3D self-assembled VS4 microspheres with high pseudocapacitance as highly efficient anodes for Na-ion batteries

Abstract

Surface structure plays a decisive role in the surface capacity and electrochemical kinetics of rechargeable batteries. Tuning the surface structure of building blocks has been considered to be a new effective strategy to promote the electrochemical performance of 3D self-assembled nanoarchitectures. Herein, VS₄ microspheres assembled from the nano-units with different crystallinities are synthesized via a facile template-free hydrothermal method. The results show that the electrochemical performance of VS₄ microspheres as anode materials for sodium-ion batteries (SIBs) largely depends on their crystallinity, and a VS₄ electrode with the lowest crystallinity delivers a high reversible capacity of 412 mA h g⁻¹ at 0.2 A g⁻¹ after 230 cycles and that of 345 and 293 mA h g⁻¹ even at 1.0 and 2.0 A g⁻¹, respectively.

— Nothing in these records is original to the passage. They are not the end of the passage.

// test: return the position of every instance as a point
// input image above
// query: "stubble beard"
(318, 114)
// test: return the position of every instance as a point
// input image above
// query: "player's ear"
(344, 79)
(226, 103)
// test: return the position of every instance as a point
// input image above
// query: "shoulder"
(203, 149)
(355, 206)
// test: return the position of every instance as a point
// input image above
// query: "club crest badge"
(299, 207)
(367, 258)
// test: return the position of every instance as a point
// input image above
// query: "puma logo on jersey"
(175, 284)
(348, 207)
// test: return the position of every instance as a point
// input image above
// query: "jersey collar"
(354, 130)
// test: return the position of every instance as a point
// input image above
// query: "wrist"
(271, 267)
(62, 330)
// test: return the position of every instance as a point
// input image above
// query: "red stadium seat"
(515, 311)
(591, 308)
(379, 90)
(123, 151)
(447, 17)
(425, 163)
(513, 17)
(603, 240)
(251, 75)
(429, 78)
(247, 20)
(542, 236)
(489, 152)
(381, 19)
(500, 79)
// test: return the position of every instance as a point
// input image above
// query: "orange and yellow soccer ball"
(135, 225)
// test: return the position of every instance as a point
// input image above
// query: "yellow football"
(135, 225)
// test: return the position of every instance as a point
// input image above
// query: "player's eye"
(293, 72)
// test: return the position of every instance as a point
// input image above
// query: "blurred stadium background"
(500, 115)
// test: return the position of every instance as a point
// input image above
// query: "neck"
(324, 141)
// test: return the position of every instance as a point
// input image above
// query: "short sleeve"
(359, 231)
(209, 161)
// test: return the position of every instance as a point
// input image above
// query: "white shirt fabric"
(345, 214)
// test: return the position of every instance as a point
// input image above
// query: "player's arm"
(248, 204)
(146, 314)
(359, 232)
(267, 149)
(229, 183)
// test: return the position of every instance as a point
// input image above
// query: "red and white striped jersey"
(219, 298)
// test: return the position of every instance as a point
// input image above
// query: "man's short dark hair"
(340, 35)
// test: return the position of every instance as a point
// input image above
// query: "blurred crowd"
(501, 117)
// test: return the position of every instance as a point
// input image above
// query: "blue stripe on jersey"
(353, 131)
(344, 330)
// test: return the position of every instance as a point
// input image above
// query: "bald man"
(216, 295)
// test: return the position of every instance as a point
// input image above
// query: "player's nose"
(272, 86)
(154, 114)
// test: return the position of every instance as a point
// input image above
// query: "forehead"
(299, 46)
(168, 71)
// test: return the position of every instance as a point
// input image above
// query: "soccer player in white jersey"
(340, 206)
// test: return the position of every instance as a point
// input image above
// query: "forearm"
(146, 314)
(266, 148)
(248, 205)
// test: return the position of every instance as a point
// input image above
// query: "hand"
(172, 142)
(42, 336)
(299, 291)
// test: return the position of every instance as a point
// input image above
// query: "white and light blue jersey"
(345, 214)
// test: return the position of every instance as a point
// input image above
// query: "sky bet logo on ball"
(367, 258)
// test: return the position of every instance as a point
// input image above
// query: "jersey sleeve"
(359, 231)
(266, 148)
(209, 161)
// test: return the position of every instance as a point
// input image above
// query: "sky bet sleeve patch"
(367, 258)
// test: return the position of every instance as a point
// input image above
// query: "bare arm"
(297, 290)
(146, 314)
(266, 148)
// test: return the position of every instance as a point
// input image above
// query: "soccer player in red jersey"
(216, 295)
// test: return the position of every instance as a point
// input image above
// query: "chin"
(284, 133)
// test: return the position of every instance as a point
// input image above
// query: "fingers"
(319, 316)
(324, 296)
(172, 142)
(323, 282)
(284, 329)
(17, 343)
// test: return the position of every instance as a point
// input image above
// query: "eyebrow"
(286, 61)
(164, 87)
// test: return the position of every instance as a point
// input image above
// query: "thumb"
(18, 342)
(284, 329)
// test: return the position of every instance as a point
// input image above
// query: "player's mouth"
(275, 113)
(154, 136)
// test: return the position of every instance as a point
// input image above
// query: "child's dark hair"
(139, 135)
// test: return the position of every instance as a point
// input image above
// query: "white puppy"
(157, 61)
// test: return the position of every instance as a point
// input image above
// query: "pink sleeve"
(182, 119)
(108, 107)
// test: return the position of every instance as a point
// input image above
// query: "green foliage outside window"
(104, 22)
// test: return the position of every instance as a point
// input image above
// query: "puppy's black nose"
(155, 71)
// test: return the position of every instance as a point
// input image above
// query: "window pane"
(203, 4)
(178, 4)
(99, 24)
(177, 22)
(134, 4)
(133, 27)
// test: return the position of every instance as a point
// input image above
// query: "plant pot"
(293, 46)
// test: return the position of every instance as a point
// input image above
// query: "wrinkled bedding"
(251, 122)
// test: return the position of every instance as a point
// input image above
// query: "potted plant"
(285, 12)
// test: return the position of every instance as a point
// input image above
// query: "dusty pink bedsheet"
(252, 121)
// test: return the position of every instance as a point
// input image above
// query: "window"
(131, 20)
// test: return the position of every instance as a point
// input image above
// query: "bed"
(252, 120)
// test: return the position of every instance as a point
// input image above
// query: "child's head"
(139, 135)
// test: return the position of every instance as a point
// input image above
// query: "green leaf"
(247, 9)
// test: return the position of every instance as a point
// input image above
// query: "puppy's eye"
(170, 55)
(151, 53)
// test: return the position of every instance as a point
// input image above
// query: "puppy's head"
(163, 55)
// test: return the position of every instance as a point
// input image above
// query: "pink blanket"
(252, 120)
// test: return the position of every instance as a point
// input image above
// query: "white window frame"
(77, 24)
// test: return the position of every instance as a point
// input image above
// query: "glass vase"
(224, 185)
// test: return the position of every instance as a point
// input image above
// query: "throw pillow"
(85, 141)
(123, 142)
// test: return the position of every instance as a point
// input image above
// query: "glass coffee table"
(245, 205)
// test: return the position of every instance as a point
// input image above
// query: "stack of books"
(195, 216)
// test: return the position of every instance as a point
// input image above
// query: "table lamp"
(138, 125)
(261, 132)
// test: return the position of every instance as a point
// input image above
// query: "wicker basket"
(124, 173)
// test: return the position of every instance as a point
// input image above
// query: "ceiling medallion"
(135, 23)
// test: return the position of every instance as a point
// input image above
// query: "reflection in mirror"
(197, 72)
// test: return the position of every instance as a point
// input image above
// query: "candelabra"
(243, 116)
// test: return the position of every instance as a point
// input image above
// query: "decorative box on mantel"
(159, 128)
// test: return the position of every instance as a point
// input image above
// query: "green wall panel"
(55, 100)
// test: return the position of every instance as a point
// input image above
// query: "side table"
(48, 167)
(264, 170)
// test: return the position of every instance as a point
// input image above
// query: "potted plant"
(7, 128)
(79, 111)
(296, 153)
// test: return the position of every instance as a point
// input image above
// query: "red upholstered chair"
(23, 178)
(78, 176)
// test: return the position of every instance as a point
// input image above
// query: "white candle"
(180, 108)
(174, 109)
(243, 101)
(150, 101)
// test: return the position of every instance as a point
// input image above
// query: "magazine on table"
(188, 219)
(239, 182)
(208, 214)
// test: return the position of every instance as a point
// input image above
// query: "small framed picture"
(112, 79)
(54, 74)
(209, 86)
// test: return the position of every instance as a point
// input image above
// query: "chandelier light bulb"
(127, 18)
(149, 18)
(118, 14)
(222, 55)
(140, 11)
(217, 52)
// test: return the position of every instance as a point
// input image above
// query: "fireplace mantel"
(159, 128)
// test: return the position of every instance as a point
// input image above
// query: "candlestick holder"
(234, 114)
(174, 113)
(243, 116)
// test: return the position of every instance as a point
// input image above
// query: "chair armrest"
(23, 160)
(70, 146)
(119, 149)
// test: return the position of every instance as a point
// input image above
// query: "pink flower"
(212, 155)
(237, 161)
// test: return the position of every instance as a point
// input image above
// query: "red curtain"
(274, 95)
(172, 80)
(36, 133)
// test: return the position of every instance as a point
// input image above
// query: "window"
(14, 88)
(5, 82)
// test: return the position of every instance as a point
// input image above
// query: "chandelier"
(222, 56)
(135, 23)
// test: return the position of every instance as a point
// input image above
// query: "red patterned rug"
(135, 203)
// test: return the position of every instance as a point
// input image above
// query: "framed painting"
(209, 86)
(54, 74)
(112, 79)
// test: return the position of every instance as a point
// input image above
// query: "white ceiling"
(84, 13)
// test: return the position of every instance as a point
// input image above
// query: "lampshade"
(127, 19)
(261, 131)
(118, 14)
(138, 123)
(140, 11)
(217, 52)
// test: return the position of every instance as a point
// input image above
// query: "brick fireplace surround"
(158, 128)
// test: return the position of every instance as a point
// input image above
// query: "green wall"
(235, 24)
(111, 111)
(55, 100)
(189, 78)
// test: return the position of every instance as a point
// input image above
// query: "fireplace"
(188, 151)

The insertion mechanism is revealed within the selected voltage window of 0.50–3.00 V. Further analysis suggests that decreasing the crystallinity of the nano-units can dramatically enhance the pseudocapacitive behavior of VS₄ microspheres, which takes the main responsibility for the improvement of sodium storage properties. This work can provide a new insight for the exploration and design of high-performance anodes for SIBs.